Pedestrian struck on College Avenue Monday dies
Published: Wednesday, October 17, 2012 at 6:11 p.m.
Last Modified: Wednesday, October 17, 2012 at 6:11 p.m.
A pedestrian hit by a car while crossing College Avenue early Monday has died, reported Santa Rosa police Wednesday.
Joseph Von Merta, 57, succumbed to his injuries Wednesday night, said officials at Santa Rosa Memorial Hospital
Von Merta's death is the ninth pedestrian death in Santa Rosa since January 2011. Six of the nine victims, including Von Merta, have been Santa Rosa-area homeless men, according to police.
Most of those men were intoxicated at the time they were hit and police determined the fault in the collisions was with them.
It is believed that Von Merta's death is still under investigation by Santa Rosa police — though that could not be confirmed Wednesday evening — and they have not said whether he had been drinking.
The accident that led to Von Merta's death took place at about 5:20 a.m., when it was still dark and very foggy. He was walking across College at Mendocino Avenue in the crosswalk.

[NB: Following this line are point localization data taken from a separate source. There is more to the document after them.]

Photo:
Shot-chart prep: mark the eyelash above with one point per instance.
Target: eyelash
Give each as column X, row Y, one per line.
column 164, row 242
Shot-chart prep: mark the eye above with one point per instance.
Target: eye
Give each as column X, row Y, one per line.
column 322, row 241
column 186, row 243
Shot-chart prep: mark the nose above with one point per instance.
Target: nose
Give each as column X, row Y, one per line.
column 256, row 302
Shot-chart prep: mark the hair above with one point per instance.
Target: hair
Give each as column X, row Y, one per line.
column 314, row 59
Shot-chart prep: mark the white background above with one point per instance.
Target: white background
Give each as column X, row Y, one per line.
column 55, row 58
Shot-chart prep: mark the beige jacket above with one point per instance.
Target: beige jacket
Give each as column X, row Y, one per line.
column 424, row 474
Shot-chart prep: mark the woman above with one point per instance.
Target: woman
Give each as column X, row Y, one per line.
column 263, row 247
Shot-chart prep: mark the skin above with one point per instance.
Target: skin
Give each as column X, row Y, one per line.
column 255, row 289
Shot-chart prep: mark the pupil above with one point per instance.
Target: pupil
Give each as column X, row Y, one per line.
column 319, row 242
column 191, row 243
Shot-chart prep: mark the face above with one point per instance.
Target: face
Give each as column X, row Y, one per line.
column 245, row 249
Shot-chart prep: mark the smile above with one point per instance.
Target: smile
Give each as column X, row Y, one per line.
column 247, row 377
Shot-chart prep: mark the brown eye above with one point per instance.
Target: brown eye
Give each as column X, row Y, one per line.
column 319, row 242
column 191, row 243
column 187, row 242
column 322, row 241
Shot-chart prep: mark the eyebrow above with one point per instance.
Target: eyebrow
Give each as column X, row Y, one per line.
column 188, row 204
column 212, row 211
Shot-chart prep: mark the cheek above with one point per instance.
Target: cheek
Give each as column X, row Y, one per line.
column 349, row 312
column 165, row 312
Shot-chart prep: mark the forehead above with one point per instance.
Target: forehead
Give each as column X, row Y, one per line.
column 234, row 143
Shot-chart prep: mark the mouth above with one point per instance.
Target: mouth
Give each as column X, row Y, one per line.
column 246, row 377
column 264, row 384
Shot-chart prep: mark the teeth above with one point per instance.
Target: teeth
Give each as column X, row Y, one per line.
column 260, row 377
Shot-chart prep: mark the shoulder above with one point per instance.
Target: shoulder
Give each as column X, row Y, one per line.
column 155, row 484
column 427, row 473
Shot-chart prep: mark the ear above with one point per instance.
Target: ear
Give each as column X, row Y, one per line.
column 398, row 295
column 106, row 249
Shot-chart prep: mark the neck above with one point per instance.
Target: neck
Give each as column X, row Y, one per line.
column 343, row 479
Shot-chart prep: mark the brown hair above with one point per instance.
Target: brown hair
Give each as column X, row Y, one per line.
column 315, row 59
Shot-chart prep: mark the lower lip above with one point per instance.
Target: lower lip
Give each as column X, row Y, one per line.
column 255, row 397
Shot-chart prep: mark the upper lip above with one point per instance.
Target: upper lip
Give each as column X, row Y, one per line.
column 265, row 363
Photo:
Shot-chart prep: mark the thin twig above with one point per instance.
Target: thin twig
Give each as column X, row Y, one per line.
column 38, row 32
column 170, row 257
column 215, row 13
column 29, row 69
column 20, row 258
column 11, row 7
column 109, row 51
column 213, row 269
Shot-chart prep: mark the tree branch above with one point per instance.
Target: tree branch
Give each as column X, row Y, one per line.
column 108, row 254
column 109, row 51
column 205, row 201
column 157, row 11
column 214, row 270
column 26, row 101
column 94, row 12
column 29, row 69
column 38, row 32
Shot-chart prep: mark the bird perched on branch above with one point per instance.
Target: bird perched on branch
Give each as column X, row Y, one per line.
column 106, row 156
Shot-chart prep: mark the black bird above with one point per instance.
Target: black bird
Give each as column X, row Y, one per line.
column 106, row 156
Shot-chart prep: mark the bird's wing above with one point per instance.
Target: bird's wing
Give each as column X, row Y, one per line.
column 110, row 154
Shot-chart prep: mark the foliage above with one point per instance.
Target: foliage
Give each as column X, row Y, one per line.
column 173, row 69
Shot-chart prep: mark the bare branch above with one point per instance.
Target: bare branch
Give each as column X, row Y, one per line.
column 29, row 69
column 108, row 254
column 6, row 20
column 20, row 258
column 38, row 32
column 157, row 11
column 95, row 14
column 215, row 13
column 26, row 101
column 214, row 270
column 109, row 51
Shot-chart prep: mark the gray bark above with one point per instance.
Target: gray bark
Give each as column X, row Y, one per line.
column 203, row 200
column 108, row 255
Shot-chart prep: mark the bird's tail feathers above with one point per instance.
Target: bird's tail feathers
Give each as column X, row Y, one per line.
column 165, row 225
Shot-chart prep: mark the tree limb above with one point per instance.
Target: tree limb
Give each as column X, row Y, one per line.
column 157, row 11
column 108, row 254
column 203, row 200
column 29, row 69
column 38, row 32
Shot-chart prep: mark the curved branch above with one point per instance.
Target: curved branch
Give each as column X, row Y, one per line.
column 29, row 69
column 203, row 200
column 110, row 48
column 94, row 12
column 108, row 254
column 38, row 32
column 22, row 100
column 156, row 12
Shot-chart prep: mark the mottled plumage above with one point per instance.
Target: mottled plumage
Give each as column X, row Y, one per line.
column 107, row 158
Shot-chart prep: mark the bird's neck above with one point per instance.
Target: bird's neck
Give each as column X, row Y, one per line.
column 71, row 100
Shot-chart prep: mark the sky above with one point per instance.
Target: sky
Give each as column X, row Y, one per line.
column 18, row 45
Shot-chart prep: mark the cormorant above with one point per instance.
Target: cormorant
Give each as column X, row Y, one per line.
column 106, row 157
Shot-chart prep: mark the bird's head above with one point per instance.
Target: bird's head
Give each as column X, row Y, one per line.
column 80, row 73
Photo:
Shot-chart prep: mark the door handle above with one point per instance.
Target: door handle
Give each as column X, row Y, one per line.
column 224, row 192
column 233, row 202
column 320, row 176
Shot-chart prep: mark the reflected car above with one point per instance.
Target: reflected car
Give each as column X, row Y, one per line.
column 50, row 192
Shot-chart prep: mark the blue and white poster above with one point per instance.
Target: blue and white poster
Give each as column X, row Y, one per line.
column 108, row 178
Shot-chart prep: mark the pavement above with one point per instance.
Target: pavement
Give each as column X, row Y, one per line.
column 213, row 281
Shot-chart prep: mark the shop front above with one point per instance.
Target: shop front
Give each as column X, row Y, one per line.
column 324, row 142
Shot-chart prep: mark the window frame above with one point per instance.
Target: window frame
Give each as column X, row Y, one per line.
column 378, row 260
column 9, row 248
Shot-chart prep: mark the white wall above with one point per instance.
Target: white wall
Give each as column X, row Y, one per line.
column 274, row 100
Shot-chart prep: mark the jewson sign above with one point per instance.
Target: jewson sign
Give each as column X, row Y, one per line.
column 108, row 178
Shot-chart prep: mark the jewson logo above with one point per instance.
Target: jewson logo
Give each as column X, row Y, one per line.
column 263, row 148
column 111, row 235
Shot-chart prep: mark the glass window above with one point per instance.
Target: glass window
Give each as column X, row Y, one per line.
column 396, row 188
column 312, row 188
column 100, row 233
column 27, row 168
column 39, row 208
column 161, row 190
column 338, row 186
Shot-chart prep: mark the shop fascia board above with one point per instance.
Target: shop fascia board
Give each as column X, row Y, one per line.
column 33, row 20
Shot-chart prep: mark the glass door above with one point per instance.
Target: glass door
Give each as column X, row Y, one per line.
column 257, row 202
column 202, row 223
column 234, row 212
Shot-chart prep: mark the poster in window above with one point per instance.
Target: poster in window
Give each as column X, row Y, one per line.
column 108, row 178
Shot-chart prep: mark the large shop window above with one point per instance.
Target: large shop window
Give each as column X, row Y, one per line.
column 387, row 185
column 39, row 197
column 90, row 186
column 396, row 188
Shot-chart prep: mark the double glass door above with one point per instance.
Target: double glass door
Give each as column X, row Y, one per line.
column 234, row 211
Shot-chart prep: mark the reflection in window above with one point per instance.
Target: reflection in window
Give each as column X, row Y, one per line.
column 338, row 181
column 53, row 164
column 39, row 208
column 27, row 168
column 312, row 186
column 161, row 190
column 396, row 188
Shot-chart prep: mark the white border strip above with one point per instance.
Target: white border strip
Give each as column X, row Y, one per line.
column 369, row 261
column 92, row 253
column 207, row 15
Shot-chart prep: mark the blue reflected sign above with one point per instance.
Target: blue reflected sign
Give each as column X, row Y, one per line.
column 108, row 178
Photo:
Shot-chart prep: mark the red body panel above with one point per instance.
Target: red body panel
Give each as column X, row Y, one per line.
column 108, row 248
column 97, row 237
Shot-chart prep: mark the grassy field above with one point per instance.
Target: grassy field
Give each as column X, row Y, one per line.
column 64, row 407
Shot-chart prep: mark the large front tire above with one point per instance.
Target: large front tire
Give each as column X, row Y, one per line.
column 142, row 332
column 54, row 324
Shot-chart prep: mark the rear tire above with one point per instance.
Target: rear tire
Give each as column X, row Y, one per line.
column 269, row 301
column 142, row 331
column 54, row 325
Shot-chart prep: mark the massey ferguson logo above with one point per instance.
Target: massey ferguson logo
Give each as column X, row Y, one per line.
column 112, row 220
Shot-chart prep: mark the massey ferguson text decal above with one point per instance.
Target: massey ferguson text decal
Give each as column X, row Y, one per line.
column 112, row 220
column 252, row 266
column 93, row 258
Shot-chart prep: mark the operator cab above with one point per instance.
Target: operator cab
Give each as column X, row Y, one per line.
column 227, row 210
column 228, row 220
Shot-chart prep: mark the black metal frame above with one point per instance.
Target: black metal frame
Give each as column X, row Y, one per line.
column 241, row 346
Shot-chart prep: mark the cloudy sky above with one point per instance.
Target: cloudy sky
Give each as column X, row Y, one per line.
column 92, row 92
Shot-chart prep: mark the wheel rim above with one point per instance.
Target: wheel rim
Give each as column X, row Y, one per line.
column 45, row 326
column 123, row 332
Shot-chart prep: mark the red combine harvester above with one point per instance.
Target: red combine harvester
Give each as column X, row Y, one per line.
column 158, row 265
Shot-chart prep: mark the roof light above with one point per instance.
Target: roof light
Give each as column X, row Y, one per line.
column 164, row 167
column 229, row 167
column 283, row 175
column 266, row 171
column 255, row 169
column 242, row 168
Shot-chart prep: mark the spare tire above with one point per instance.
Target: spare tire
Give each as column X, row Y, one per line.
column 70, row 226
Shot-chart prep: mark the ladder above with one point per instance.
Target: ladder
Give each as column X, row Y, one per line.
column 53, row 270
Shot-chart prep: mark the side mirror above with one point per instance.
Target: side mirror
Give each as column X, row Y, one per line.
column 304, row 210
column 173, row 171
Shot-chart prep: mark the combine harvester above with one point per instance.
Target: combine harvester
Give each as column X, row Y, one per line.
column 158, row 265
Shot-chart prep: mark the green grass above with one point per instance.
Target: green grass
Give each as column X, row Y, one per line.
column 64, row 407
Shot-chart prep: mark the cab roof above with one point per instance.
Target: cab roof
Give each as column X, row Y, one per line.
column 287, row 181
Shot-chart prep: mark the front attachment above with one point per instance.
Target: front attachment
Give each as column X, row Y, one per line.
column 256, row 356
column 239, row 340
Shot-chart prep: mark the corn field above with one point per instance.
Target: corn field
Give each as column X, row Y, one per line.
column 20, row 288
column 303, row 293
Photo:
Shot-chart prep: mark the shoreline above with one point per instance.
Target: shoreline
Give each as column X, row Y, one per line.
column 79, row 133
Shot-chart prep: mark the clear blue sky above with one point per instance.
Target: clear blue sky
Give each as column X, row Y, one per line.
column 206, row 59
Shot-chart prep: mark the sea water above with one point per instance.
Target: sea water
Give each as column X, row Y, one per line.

A driver headed west on College hit him, knocking him into the windshield and over the top of the car. Von Merta landed on the roadway behind the stopped sedan, a Honda Accord.
He suffered internal injuries and a broken leg and was rushed to Santa Rosa Memorial Hospital where he went into surgery.
The driver, Emanuel Morales-Rodriguez, 25, was en route to work when Von Merta was struck, said Santa Rosa Police Sgt. Lance Badger. Morales-Rodriguez was treated for minor injuries.
Thus far, investigators have interviewed Morales-Rodriguez and one witness to the collision.
The most recent previous pedestrian death in Santa Rosa was that of a 69-year-old man struck while crossing Santa Rosa Avenue last spring. The seven earlier fatalities included Christopher “Buddy” Rowe, 4, who was hit in a West Ninth Street crosswalk while walking with his mother and twin sister to an older sister's soccer practice.
The other five deaths involved homeless men who walked into or across traffic after dark, according to law enforcement reports. Four of them had blood-alcohol levels at least three times the level at which it's legal to drive in California.